Par exemple, une partie de la valeur d’un cours d’eau situé en ville peut être estimée par la différence de prix entre un appartement offrant une vue sur ce cours d’eau et celui d’un appartement similaire mais n’offrant pas cette vue sur le cours d’eau.
c. Les méthodes des préférences déclarées
Les méthodes des préférences déclarées utilisent une situation fictive afin de pallier à l’absence d’un marché réel qui fixerait le prix du bien environnemental ou du service.
1. / La méthode d'évaluation contingente estime la valeur d'un bien environnemental par le biais d'un marché fictif, dit « contingent ». Après s’être vu présenter les caractéristiques du bien à évaluer, les individus sont interrogés sur la somme qu'ils seraient prêts à payer (consentement à payer) pour le préserver ou, a contrario, celle qu'ils seraient prêts à recevoir (consentement à recevoir) pour compenser une dégradation de celui-ci.
Par exemple, dans le cadre de la DCE et des mesures permettant d’atteindre le bon état, les individus peuvent être interrogés sur le montant qu’ils seraient prêts à payer pour pouvoir se baigner dans un cours d’eau actuellement trop dégradé pour permettre cette activité. Les résultats obtenus permettront d’estimer la valeur du cours d’eau liée à l’usage de la baignade.
2. / La méthode d’expérience de choix (ou d’analyse conjointe) fonctionne également sur le type de l’enquête, mais ne demande pas directement aux individus quel est leur consentement à payer ou à recevoir (contrairement à l’évaluation contingente). On demande aux individus de choisir parmi plusieurs scénarios composites au sein desquels le (ou les) attribut(s) que l’on cherche à isoler varie(nt). La personne interrogée choisit le scénario qui a sa préférence ou classe les scénarios par ordre de préférence. L'analyse statistique permet ensuite d'attribuer une valeur à chaque attribut du bien envisagé, et le cas échéant, en les sommant, au bien dans sa globalité.

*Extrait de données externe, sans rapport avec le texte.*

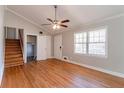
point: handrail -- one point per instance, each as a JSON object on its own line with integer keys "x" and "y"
{"x": 21, "y": 40}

Par exemple, dans le cadre d’une évaluation de la dimension paysagère d’un milieu humide, il est possible de construire un cadre de référence mettant en scène une dégradation du milieu en question et deux scénarios de restauration, l’un permettant de reconquérir les caractéristiques paysagères et l’autre ne le permettant pas. Des attributs de prix ou de coûts en lien avec cette possibilité de restauration sont présentés aux individus. Selon les choix que ces derniers opèrent, il pourra être possible de dégager une valeur qualifiant la dimension paysagère du site.
Ces méthodes ne sont pas interchangeables, ne captent pas nécessairement les mêmes composantes de la valeur d’un bien environnemental et peuvent conduire à des résultats contrastés.
Le choix des méthodes adaptées dépend de la nature du bien ou service environnemental considéré, de la disponibilité de données ou du temps imparti pour les mobiliser, des approches utilisées pour évaluer d’autres coûts et bénéfices dans le cadre d’une analyse plus globale et, parfois, de choix politiques.
Il revient donc à l’expert, et parfois au décideur politique, de choisir, dans une situation donnée, quelle méthode est la plus pertinente. Dans tous les cas, la présentation des résultats doit être assortie d’une explication des choix méthodologiques et des principales hypothèses, ainsi que d’une analyse de sensibilité sur les paramètres les moins robustes et les plus sensibles.